The only thing that could make Yellen keep postponing a hike is either a market slump or fear of such a slump. The tax package announcement combined with the French election result have done the exact opposite; they’ve set global markets alight.

European Central Bank president Mario Draghi. Picture: AFP
European Central Bank president Mario Draghi. Picture: AFP

Yes, a US rate hike would generate more local home loan rate hikes like we’ve seen in recent weeks, But they would be focused on investor loans, which isn’t so painful because of the tax deduction. Also, to (necessarily) state the obvious, a higher rate on a fixed term only applies when the loan rolls over or for a new borrower. Rising rates in the US thus, won’t hurt Aussie borrowers that much. But the plus will be felt, hopefully, in a lower Aussie dollar.

Our RBA is in no rush to apply a rate hike that would flow to all borrowers. But a world in which US rates were rising because of a strong US economy would give our RBA rate flexibility, as well as being good for our economy.
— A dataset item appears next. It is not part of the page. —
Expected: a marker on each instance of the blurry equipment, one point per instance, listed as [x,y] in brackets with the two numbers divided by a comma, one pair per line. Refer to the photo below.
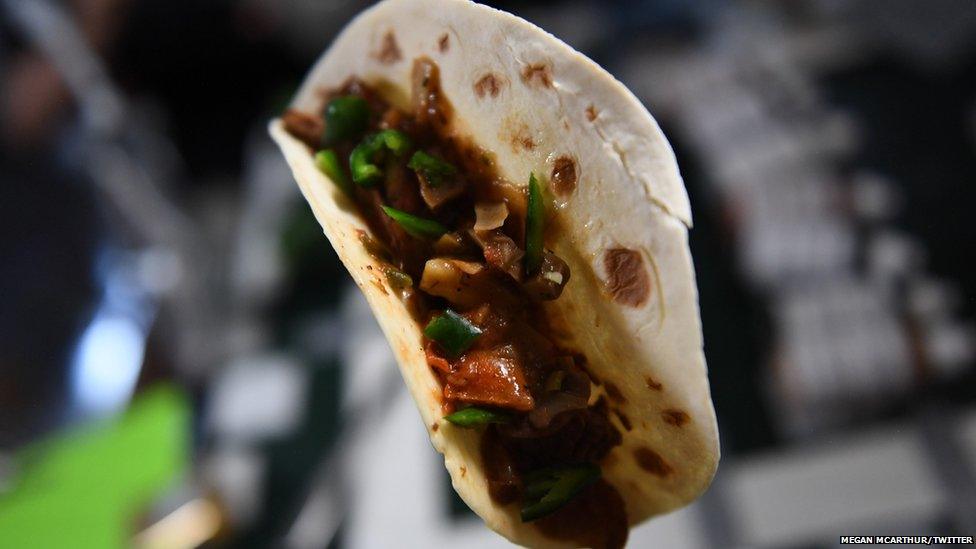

All that would also work to reduce the risk of a property market collapse while hopefully taking the heat out of the market.

The “third Amigo”, incidentally, also isn’t going to do anything with European rates anytime soon. That’s also broadly helpful to us.

WHERE’S OUR

TREASURER?

WHATEVER happened to Treasurer Scott Morrison? Do we need to hit the “Missing Minister app” to find him?

He’s certainly not on the Ray Hadley radio program — that gig’s gone to the “minister” very definitely without portfolio, Tony Abbott.

And we know where Malcolm Turnbull is — on one of those regular “surprise” visits to the troops in the Middle East. But two weeks out from the Budget, where’s the Treasurer laying the groundwork for the “do-or-die” Budget? Either by talking of the broad imperatives or “road-testing” initiatives in the time-honoured, usually sneaky, way?

After the one go at suggesting it would contain a “housing affordability package”, that and everything else has gone quiet.

Maybe he’s got another superannuation-style blockbuster up his sleeve. Maybe he’s just taken the PM at his word — actually, both their words, if his said through grinning but gritted teeth — that it would be the PM fronting the budget sale.

The RBA is going to — appropriately — do nothing next Tuesday. Why do I feel PM and Treasurer are going to take that as “their cue” for the Tuesday after that? If so, perhaps surprisingly, probably no disastrously bad thing.